In [1]:
import re

Important to prefix strings with r

In [2]:
my_string = "Let's write Regex! Won't that be fun? I sure think so. Can you find 4 sentences? Or perhaps, all 19 words?"
sentence_endings = r"[.?!]"

print(re.split(sentence_endings, my_string))

["Let's write Regex", " Won't that be fun", ' I sure think so', ' Can you find 4 sentences', ' Or perhaps, all 19 words', '']


In [3]:
capitalized_words = r"[A-Z]\w+"
print(re.findall(capitalized_words, my_string))

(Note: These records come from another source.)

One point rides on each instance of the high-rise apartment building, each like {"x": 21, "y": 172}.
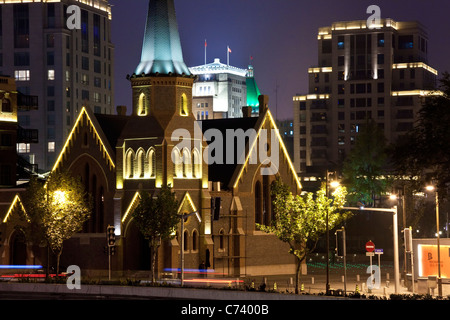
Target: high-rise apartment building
{"x": 65, "y": 68}
{"x": 380, "y": 73}
{"x": 220, "y": 91}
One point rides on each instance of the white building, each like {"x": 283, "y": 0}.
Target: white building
{"x": 220, "y": 91}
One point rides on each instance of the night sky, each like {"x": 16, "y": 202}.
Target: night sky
{"x": 281, "y": 35}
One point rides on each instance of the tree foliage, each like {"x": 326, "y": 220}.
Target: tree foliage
{"x": 157, "y": 218}
{"x": 365, "y": 167}
{"x": 301, "y": 219}
{"x": 56, "y": 210}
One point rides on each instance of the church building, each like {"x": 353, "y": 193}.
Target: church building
{"x": 119, "y": 156}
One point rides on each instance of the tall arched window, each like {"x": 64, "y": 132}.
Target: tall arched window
{"x": 221, "y": 240}
{"x": 6, "y": 105}
{"x": 196, "y": 164}
{"x": 258, "y": 202}
{"x": 142, "y": 105}
{"x": 152, "y": 163}
{"x": 194, "y": 240}
{"x": 140, "y": 163}
{"x": 266, "y": 200}
{"x": 129, "y": 164}
{"x": 177, "y": 163}
{"x": 184, "y": 109}
{"x": 187, "y": 171}
{"x": 186, "y": 240}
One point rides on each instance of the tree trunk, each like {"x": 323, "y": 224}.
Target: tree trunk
{"x": 297, "y": 275}
{"x": 154, "y": 253}
{"x": 58, "y": 256}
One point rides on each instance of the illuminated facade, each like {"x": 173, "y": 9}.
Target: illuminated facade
{"x": 220, "y": 91}
{"x": 65, "y": 69}
{"x": 380, "y": 73}
{"x": 120, "y": 156}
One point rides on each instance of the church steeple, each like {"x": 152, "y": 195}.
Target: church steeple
{"x": 161, "y": 49}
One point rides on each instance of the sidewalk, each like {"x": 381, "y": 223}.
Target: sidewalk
{"x": 314, "y": 282}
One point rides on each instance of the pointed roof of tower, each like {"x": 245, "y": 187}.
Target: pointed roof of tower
{"x": 252, "y": 90}
{"x": 161, "y": 49}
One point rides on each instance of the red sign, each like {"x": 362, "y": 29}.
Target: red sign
{"x": 370, "y": 246}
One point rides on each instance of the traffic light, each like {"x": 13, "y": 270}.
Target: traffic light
{"x": 339, "y": 243}
{"x": 408, "y": 239}
{"x": 111, "y": 236}
{"x": 216, "y": 204}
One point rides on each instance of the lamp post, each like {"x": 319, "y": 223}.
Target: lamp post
{"x": 395, "y": 237}
{"x": 182, "y": 217}
{"x": 333, "y": 184}
{"x": 431, "y": 188}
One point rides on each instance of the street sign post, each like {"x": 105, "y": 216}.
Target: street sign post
{"x": 370, "y": 248}
{"x": 379, "y": 252}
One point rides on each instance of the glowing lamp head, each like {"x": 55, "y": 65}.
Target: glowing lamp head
{"x": 334, "y": 184}
{"x": 59, "y": 197}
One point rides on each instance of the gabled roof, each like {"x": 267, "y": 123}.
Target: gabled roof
{"x": 224, "y": 172}
{"x": 87, "y": 117}
{"x": 230, "y": 174}
{"x": 161, "y": 49}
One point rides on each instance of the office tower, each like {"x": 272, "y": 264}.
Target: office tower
{"x": 219, "y": 92}
{"x": 64, "y": 68}
{"x": 380, "y": 73}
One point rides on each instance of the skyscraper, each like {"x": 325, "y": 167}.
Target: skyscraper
{"x": 219, "y": 92}
{"x": 380, "y": 73}
{"x": 65, "y": 68}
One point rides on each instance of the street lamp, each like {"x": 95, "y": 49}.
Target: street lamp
{"x": 333, "y": 184}
{"x": 182, "y": 217}
{"x": 432, "y": 188}
{"x": 395, "y": 237}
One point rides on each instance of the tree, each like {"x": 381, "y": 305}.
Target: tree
{"x": 56, "y": 210}
{"x": 424, "y": 152}
{"x": 300, "y": 220}
{"x": 157, "y": 219}
{"x": 365, "y": 167}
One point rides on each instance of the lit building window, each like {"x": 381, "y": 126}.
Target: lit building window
{"x": 184, "y": 106}
{"x": 23, "y": 148}
{"x": 22, "y": 75}
{"x": 51, "y": 146}
{"x": 51, "y": 74}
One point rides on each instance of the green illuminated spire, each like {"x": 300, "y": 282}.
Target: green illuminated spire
{"x": 252, "y": 91}
{"x": 161, "y": 49}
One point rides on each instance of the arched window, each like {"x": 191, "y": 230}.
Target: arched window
{"x": 177, "y": 163}
{"x": 266, "y": 201}
{"x": 184, "y": 110}
{"x": 258, "y": 203}
{"x": 186, "y": 240}
{"x": 6, "y": 105}
{"x": 194, "y": 240}
{"x": 187, "y": 171}
{"x": 152, "y": 163}
{"x": 129, "y": 164}
{"x": 142, "y": 105}
{"x": 140, "y": 163}
{"x": 221, "y": 240}
{"x": 197, "y": 164}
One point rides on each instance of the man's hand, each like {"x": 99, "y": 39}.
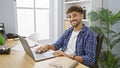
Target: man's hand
{"x": 59, "y": 53}
{"x": 42, "y": 49}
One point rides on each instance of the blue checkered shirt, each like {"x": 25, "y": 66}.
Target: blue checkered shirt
{"x": 85, "y": 44}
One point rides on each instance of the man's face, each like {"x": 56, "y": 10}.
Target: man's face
{"x": 75, "y": 18}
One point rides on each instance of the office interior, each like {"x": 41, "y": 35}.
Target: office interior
{"x": 9, "y": 18}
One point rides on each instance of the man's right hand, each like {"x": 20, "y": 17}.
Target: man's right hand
{"x": 42, "y": 49}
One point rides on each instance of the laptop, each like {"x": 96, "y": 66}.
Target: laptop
{"x": 31, "y": 51}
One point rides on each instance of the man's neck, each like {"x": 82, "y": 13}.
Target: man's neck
{"x": 78, "y": 28}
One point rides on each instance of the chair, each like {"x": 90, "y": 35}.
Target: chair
{"x": 98, "y": 49}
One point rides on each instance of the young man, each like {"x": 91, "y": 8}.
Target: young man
{"x": 78, "y": 42}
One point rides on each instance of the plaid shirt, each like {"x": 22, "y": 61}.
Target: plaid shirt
{"x": 85, "y": 44}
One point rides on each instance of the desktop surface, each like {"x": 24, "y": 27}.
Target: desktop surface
{"x": 19, "y": 59}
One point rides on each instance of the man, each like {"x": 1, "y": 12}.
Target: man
{"x": 78, "y": 42}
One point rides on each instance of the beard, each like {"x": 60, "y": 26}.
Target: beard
{"x": 75, "y": 23}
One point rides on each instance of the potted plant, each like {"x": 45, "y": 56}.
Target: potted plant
{"x": 106, "y": 19}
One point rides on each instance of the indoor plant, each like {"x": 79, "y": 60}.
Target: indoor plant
{"x": 106, "y": 19}
{"x": 2, "y": 39}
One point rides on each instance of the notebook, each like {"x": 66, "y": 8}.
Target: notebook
{"x": 31, "y": 51}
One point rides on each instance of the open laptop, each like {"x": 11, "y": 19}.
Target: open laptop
{"x": 31, "y": 51}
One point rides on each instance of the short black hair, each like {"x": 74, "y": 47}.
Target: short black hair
{"x": 75, "y": 8}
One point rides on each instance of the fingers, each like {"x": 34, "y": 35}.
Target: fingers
{"x": 58, "y": 53}
{"x": 41, "y": 49}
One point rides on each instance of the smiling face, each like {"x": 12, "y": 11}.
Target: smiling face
{"x": 75, "y": 18}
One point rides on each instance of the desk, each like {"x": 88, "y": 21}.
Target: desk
{"x": 19, "y": 59}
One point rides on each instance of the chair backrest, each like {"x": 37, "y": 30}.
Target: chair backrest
{"x": 98, "y": 49}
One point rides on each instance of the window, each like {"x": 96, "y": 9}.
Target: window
{"x": 34, "y": 16}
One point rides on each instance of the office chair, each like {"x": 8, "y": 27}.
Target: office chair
{"x": 98, "y": 49}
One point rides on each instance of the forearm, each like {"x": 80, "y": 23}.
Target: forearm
{"x": 51, "y": 47}
{"x": 77, "y": 58}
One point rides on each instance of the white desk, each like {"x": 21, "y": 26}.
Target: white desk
{"x": 19, "y": 59}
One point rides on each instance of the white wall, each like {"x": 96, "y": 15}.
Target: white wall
{"x": 7, "y": 15}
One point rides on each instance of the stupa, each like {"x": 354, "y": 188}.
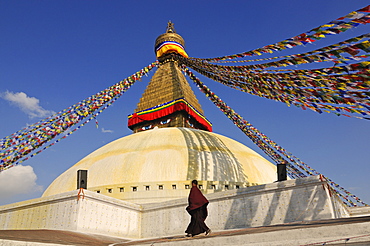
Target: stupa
{"x": 137, "y": 186}
{"x": 172, "y": 144}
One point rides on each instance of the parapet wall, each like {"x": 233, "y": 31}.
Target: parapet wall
{"x": 303, "y": 199}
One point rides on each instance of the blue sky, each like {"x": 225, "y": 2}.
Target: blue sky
{"x": 58, "y": 53}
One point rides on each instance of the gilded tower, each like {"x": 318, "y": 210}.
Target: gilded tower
{"x": 168, "y": 100}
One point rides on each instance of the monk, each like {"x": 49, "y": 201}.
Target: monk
{"x": 198, "y": 211}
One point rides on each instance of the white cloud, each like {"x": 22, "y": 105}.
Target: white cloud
{"x": 106, "y": 131}
{"x": 18, "y": 180}
{"x": 29, "y": 105}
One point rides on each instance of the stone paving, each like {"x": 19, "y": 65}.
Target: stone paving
{"x": 75, "y": 238}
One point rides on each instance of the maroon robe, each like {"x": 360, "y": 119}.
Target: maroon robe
{"x": 198, "y": 211}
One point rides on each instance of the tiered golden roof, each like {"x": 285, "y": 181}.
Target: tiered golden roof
{"x": 167, "y": 84}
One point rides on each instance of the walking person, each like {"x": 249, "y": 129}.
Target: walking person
{"x": 198, "y": 211}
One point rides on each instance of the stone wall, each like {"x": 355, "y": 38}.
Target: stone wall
{"x": 282, "y": 202}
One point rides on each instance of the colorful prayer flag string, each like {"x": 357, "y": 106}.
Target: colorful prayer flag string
{"x": 296, "y": 168}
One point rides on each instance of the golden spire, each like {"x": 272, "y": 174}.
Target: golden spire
{"x": 168, "y": 100}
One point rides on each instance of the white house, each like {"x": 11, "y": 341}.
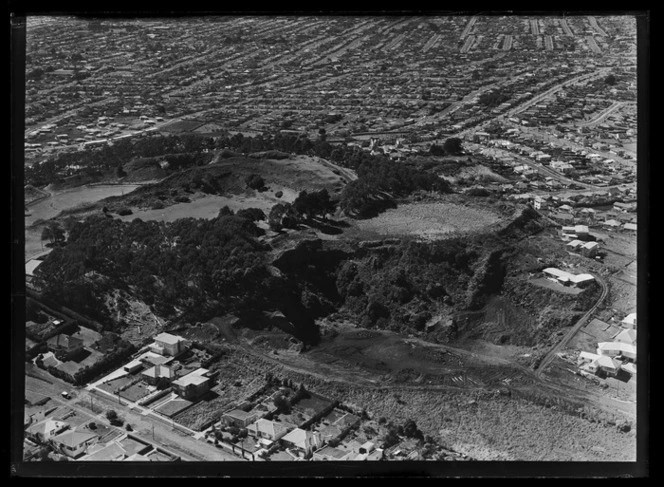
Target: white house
{"x": 626, "y": 336}
{"x": 566, "y": 278}
{"x": 617, "y": 349}
{"x": 167, "y": 344}
{"x": 73, "y": 443}
{"x": 630, "y": 321}
{"x": 269, "y": 430}
{"x": 44, "y": 430}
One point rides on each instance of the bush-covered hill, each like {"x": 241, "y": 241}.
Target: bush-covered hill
{"x": 192, "y": 270}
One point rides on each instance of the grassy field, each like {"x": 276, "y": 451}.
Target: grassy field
{"x": 60, "y": 201}
{"x": 428, "y": 220}
{"x": 172, "y": 407}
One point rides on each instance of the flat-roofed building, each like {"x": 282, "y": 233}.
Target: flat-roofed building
{"x": 167, "y": 344}
{"x": 630, "y": 321}
{"x": 192, "y": 386}
{"x": 239, "y": 418}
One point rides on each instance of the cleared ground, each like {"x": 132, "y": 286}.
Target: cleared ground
{"x": 60, "y": 201}
{"x": 428, "y": 220}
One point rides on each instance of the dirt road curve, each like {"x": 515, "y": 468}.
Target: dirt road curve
{"x": 568, "y": 336}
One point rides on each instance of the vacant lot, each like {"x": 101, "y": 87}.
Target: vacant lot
{"x": 172, "y": 407}
{"x": 428, "y": 220}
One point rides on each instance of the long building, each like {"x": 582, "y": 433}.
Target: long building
{"x": 566, "y": 278}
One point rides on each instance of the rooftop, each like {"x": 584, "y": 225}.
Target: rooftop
{"x": 191, "y": 380}
{"x": 74, "y": 438}
{"x": 168, "y": 339}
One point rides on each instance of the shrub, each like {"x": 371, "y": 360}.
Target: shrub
{"x": 254, "y": 181}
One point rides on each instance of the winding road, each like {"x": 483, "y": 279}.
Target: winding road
{"x": 572, "y": 331}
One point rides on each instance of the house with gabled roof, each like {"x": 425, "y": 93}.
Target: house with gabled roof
{"x": 630, "y": 320}
{"x": 65, "y": 347}
{"x": 46, "y": 429}
{"x": 239, "y": 418}
{"x": 269, "y": 430}
{"x": 167, "y": 344}
{"x": 626, "y": 336}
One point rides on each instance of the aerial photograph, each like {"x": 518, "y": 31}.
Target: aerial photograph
{"x": 366, "y": 239}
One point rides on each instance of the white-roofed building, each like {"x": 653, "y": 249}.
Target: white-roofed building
{"x": 566, "y": 278}
{"x": 608, "y": 365}
{"x": 303, "y": 440}
{"x": 44, "y": 430}
{"x": 167, "y": 344}
{"x": 617, "y": 349}
{"x": 192, "y": 386}
{"x": 626, "y": 336}
{"x": 590, "y": 249}
{"x": 630, "y": 320}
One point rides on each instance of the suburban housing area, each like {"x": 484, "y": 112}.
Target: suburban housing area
{"x": 331, "y": 239}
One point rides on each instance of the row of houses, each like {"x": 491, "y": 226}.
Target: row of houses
{"x": 86, "y": 445}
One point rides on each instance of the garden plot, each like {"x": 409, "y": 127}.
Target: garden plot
{"x": 173, "y": 406}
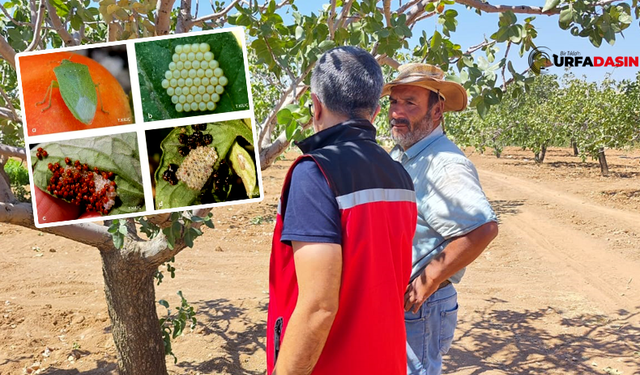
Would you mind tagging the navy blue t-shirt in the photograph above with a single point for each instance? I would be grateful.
(312, 213)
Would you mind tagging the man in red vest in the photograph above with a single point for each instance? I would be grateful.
(341, 252)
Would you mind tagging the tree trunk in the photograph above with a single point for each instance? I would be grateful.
(130, 293)
(539, 156)
(604, 167)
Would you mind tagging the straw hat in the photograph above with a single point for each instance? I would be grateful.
(430, 77)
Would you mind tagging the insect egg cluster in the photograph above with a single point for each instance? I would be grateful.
(41, 153)
(197, 167)
(77, 183)
(194, 80)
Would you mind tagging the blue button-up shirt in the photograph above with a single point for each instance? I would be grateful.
(450, 200)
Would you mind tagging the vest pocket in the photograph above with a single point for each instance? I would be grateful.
(277, 333)
(448, 322)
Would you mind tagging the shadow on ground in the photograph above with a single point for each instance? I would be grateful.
(504, 208)
(242, 336)
(514, 342)
(104, 368)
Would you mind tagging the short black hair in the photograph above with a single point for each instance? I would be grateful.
(348, 81)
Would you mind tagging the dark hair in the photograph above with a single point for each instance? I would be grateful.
(348, 81)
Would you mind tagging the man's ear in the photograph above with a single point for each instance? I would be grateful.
(317, 107)
(375, 113)
(438, 111)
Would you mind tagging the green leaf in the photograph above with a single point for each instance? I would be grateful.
(117, 153)
(565, 19)
(122, 229)
(284, 116)
(224, 135)
(244, 166)
(153, 61)
(550, 4)
(482, 108)
(436, 40)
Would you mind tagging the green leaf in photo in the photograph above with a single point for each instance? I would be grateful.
(153, 60)
(224, 135)
(116, 153)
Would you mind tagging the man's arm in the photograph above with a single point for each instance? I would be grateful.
(459, 253)
(319, 273)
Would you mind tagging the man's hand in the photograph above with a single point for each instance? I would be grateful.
(460, 252)
(417, 292)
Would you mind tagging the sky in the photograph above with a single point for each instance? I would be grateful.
(472, 28)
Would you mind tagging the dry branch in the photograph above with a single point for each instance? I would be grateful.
(7, 52)
(87, 233)
(214, 16)
(19, 23)
(522, 9)
(38, 27)
(59, 26)
(163, 16)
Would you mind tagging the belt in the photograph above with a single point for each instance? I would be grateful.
(443, 284)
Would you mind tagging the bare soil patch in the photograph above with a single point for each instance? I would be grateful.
(558, 291)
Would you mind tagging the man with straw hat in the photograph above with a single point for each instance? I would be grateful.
(455, 220)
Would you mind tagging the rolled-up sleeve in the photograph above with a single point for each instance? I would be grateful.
(456, 204)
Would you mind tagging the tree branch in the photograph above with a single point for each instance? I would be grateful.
(424, 16)
(408, 5)
(267, 125)
(58, 26)
(156, 251)
(330, 20)
(214, 16)
(6, 194)
(416, 10)
(386, 5)
(344, 14)
(384, 59)
(523, 9)
(38, 27)
(7, 114)
(163, 16)
(506, 53)
(8, 101)
(19, 23)
(87, 233)
(184, 16)
(114, 31)
(270, 153)
(7, 52)
(14, 152)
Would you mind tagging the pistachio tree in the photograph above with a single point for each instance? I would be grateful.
(282, 54)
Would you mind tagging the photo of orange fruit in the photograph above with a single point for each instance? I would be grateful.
(37, 74)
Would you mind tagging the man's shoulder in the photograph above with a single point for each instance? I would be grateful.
(444, 152)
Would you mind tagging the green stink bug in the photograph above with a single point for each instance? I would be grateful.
(77, 90)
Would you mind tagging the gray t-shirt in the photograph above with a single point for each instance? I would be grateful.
(450, 200)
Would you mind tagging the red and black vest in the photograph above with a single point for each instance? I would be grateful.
(376, 199)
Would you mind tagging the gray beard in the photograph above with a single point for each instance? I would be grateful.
(417, 132)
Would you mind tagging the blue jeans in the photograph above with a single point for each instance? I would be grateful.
(430, 332)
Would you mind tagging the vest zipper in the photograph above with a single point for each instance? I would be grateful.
(277, 333)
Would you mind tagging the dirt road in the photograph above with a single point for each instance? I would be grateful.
(558, 292)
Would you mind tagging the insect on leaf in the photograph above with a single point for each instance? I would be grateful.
(77, 90)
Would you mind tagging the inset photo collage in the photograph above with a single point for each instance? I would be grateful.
(76, 90)
(191, 76)
(135, 128)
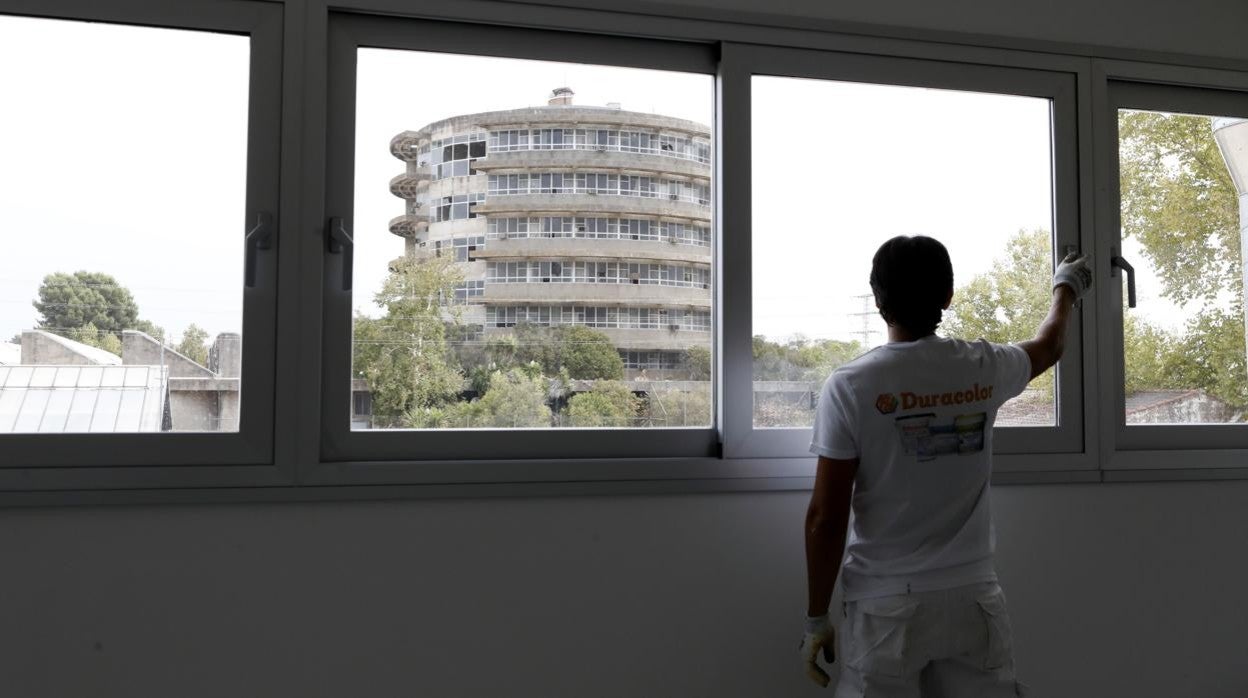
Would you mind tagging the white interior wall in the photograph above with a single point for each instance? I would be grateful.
(1116, 589)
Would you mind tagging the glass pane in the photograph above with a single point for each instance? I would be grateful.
(125, 166)
(971, 170)
(1184, 216)
(479, 309)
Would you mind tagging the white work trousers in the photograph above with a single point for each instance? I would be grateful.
(949, 643)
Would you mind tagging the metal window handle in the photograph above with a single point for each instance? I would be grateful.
(340, 242)
(258, 237)
(1117, 262)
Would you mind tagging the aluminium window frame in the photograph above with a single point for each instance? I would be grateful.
(362, 456)
(1146, 451)
(84, 461)
(1063, 447)
(303, 136)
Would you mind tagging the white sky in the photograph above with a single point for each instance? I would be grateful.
(122, 164)
(124, 151)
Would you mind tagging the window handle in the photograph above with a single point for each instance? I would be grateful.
(258, 237)
(340, 242)
(1117, 262)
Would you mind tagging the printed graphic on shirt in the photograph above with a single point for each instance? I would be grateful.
(972, 393)
(922, 436)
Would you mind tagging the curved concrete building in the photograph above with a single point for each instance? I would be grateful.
(569, 215)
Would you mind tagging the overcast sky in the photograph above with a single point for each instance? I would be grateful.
(122, 164)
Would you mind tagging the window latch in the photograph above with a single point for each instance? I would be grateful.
(258, 237)
(340, 242)
(1117, 262)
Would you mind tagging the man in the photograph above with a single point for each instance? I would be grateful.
(904, 437)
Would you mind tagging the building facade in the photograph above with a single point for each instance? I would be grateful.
(569, 215)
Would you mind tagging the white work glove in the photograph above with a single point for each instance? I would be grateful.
(1076, 272)
(820, 636)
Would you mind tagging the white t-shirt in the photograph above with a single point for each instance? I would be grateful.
(919, 417)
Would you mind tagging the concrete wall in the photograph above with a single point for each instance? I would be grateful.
(1116, 591)
(45, 347)
(139, 349)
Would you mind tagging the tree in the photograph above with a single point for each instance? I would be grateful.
(800, 358)
(90, 307)
(1179, 201)
(608, 403)
(403, 355)
(1007, 304)
(516, 398)
(192, 345)
(70, 301)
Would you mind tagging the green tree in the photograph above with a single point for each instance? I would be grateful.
(800, 358)
(695, 361)
(194, 344)
(90, 307)
(516, 398)
(608, 403)
(1179, 202)
(1009, 302)
(403, 355)
(71, 301)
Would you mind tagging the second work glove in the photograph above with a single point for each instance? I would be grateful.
(819, 638)
(1076, 272)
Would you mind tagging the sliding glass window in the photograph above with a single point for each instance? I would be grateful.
(849, 151)
(137, 282)
(521, 241)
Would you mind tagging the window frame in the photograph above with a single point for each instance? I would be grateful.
(1017, 450)
(298, 46)
(34, 461)
(1162, 448)
(353, 456)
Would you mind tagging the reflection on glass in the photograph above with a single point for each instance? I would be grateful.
(122, 181)
(1184, 214)
(839, 169)
(531, 256)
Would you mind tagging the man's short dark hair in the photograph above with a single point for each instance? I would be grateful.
(911, 277)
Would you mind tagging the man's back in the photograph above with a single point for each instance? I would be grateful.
(919, 417)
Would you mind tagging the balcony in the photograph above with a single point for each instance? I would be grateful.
(406, 146)
(592, 249)
(643, 340)
(409, 224)
(650, 295)
(592, 205)
(592, 160)
(409, 184)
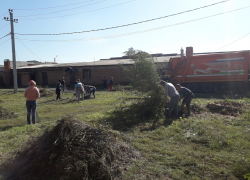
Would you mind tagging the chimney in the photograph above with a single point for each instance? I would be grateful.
(7, 65)
(189, 51)
(182, 52)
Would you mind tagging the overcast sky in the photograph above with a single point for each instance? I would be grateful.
(48, 17)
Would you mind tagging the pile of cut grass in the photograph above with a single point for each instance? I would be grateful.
(7, 114)
(72, 150)
(46, 92)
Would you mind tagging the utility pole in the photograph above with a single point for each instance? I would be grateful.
(13, 47)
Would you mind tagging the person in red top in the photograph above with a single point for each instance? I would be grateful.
(31, 94)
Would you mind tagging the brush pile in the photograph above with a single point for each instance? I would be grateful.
(226, 108)
(7, 114)
(72, 150)
(46, 93)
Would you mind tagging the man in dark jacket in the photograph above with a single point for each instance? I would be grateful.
(58, 89)
(187, 96)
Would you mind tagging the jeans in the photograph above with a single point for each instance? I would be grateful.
(174, 105)
(31, 109)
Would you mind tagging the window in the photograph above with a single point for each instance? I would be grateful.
(86, 73)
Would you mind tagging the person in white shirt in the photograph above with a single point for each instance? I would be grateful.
(171, 91)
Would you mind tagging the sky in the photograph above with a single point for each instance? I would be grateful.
(224, 32)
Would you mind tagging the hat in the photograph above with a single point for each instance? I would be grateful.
(32, 82)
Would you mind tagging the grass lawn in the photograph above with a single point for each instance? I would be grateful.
(203, 146)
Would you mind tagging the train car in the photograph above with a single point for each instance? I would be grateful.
(209, 72)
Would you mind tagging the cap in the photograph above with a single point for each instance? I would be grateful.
(32, 82)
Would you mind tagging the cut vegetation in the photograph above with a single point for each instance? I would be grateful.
(124, 135)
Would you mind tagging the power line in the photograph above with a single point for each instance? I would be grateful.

['Let', 'Regex', 'Won', 'Can', 'Or']


In [4]:
spaces = r'\s+'
print(re.split(spaces, my_string))

["Let's", 'write', 'Regex!', "Won't", 'that', 'be', 'fun?', 'I', 'sure', 'think', 'so.', 'Can', 'you', 'find', '4', 'sentences?', 'Or', 'perhaps,', 'all', '19', 'words?']


In [5]:
digits = r'\d+'
print(re.findall(digits, my_string))

['4', '19']


# Tokenization

Turning string or doc into tokens (smaller chunks)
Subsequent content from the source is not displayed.